The world's biggest wine fair opens in Bordeaux, wine capital of France, this weekend, with vintners eyeing new tipplers in Africa as global consumption rises in Asia and elsewhere.
The US and China are the world's top wine-lovers, but Africa is the industry's next "future destination", says the Vinexpo wine and spirits fair, in a market expecting 3.5 percent growth over the next three years.
In Bordeaux, 45,000 buyers from 120 nations will hop from luxury chateaux to prestige vineyards partying and guzzling as France, the world's leading wine producer, lays out its best bottles and fare for a five-day get-together starting Sunday.
Wine is France's second-biggest export after aeronautics, accounting for half a million jobs, and President Francois Hollande will be the first head of state to open the Vinexpo fair.
But wine and spirits consumption, though buoyant, faces "a changing picture" and "many uncertainties", said the fair's CEO Guillaume Deglise.

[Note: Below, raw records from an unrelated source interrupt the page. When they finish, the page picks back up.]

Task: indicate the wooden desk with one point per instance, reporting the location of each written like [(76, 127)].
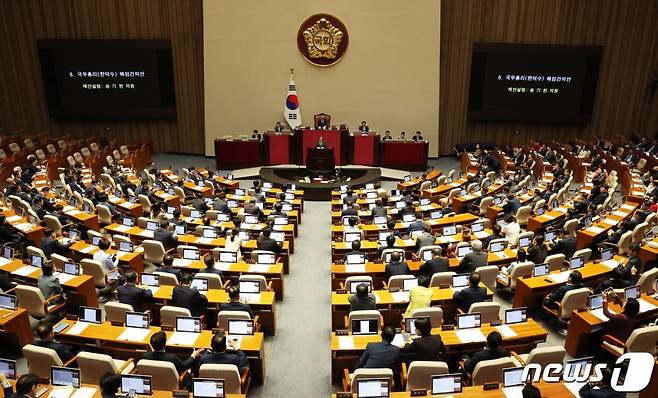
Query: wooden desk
[(106, 337), (80, 290), (583, 325), (16, 323), (393, 305), (264, 307), (529, 289), (346, 350)]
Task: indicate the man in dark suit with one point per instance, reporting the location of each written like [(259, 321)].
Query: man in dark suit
[(382, 354), (471, 294), (567, 246), (220, 355), (167, 266), (234, 303), (50, 245), (362, 299), (426, 347), (164, 235), (397, 266), (435, 264), (574, 282), (47, 340), (474, 259), (158, 342), (189, 297), (128, 293), (491, 351), (267, 243)]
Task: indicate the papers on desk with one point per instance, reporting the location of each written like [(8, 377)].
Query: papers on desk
[(183, 338), (506, 331), (645, 305), (355, 268), (63, 278), (77, 328), (575, 387), (513, 392), (25, 270), (259, 268), (182, 263), (595, 230), (345, 343), (400, 297), (562, 277), (88, 249), (473, 335), (134, 334)]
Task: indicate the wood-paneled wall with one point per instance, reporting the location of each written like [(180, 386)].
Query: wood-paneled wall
[(22, 100), (628, 31)]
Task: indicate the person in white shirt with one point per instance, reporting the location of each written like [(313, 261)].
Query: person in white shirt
[(511, 230)]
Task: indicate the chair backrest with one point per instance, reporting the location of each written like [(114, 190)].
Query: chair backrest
[(214, 280), (357, 279), (397, 281), (421, 372), (116, 312), (435, 314), (229, 373), (546, 355), (489, 311), (488, 275), (93, 365), (31, 299), (255, 278), (94, 269), (372, 373), (168, 314), (224, 316), (491, 371), (442, 278), (573, 300), (643, 340), (364, 315), (154, 251), (555, 261), (40, 359), (647, 280), (164, 375)]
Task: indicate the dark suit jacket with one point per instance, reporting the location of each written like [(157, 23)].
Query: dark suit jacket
[(380, 355), (397, 268), (467, 296), (166, 237), (63, 351), (181, 366), (268, 244), (431, 267), (236, 358), (427, 348), (236, 306), (50, 245), (483, 355), (471, 261), (566, 246), (131, 294), (190, 298)]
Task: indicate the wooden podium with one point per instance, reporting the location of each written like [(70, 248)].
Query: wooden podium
[(320, 160)]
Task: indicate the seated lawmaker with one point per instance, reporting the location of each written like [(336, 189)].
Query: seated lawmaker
[(219, 355), (427, 347), (471, 294), (46, 339)]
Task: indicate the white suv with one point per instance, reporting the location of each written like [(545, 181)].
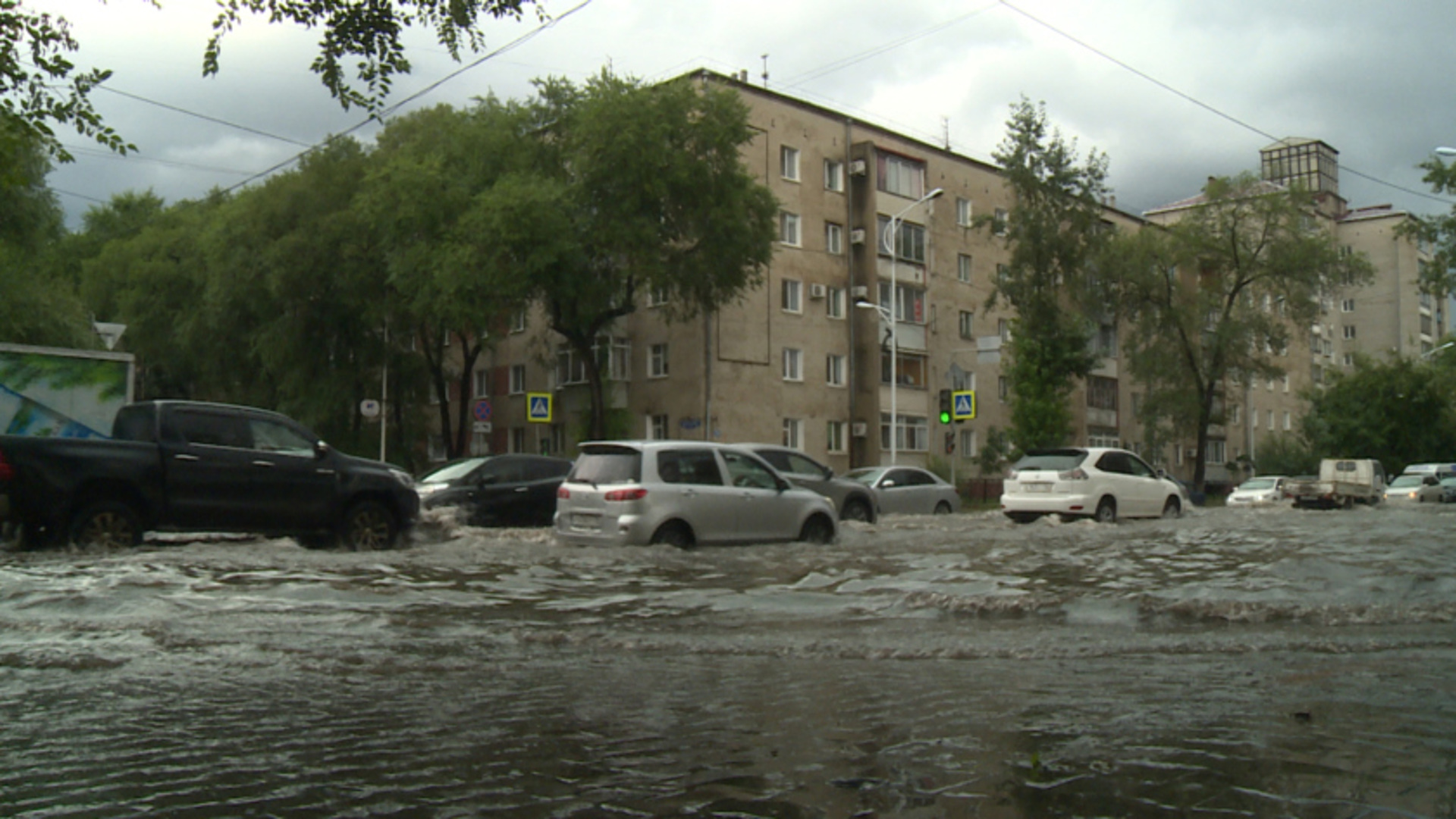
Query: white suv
[(685, 493), (1098, 483)]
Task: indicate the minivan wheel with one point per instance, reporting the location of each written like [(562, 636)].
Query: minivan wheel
[(107, 525), (673, 534), (856, 510)]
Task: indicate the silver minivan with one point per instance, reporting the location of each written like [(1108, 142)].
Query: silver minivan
[(683, 493)]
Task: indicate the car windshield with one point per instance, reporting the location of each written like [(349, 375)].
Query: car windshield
[(607, 465), (1052, 461), (452, 471), (867, 475)]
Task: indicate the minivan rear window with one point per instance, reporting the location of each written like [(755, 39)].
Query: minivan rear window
[(607, 465), (1055, 461)]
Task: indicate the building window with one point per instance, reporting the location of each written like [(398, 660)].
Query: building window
[(792, 297), (963, 212), (789, 229), (833, 175), (835, 369), (910, 306), (835, 302), (902, 177), (909, 241), (789, 164), (792, 365), (833, 238), (794, 433), (835, 436), (912, 433), (1001, 223)]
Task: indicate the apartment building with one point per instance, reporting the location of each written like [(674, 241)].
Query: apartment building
[(1385, 318), (795, 360)]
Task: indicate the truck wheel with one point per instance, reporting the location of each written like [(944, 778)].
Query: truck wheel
[(369, 526), (107, 525)]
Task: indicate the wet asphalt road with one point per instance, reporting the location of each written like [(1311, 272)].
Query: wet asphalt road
[(1231, 664)]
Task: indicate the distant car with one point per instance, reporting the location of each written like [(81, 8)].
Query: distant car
[(497, 488), (908, 490), (1260, 490), (685, 493), (852, 499), (1097, 483), (1414, 488)]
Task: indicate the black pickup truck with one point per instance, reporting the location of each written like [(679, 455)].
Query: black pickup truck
[(194, 466)]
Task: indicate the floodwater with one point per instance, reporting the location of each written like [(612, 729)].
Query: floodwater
[(1231, 664)]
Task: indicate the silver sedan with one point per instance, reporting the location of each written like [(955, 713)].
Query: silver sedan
[(908, 490)]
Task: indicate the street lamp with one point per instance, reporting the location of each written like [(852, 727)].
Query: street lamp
[(892, 232)]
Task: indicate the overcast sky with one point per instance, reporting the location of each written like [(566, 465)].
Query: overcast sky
[(1171, 91)]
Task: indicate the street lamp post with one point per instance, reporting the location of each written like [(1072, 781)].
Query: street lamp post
[(892, 232)]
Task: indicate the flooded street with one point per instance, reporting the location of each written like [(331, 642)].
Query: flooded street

"We're at a moment of transition with well-developed markets on the wane, such as France because of changes in consumption patterns and differences between generations," Deglise told AFP.
"It's important to identify markets that will drive our exports outside of China and the US," he said.
Data surprisingly puts populous Nigeria -- where just over half the people are Muslim -- as one of the fastest-growing countries for champagne consumption, with the bubbly popular among its oil-rich middle class, its hip-hop artists, and its movie stars.
And as sales of cognac and other spirits slow in Asia, Nigerians spent $700 million (621 million euros) on spirits in 2012 and are expected to double that to $1.5 billion by 2017.
The Vinexpo fair will gather 2,350 exhibitors from 42 countries, two-thirds of them from France, which last year produced 523 million 12-bottle crates.
Big producers Italy and Spain too will be well-represented along with Portugal, Chile, Argentina, the United States, Britain, Germany, South Africa, Australia and New Zealand.
Raising glasses will be buyers and traders in all tipples -- reds, whites, roses, bubblies, sweet and dry wines, sherries, cheap plonk and boutique brands.
Even Georgia's famed old-world wines -- aged in amphoras according to a tradition that dates back thousands of years -- will get headline attention as its wine techniques become increasingly popular.
In France itself, some of the talk is likely to focus on a controversial vote by French MPs last week to loosen the country's tough 25-year-old laws on alcohol advertising.
The 1991 legislation, aimed at fighting youth drinking, banned TV advertising of drinks with alcohol content of more than 1.2 percent and showing brands in stadium hoarding.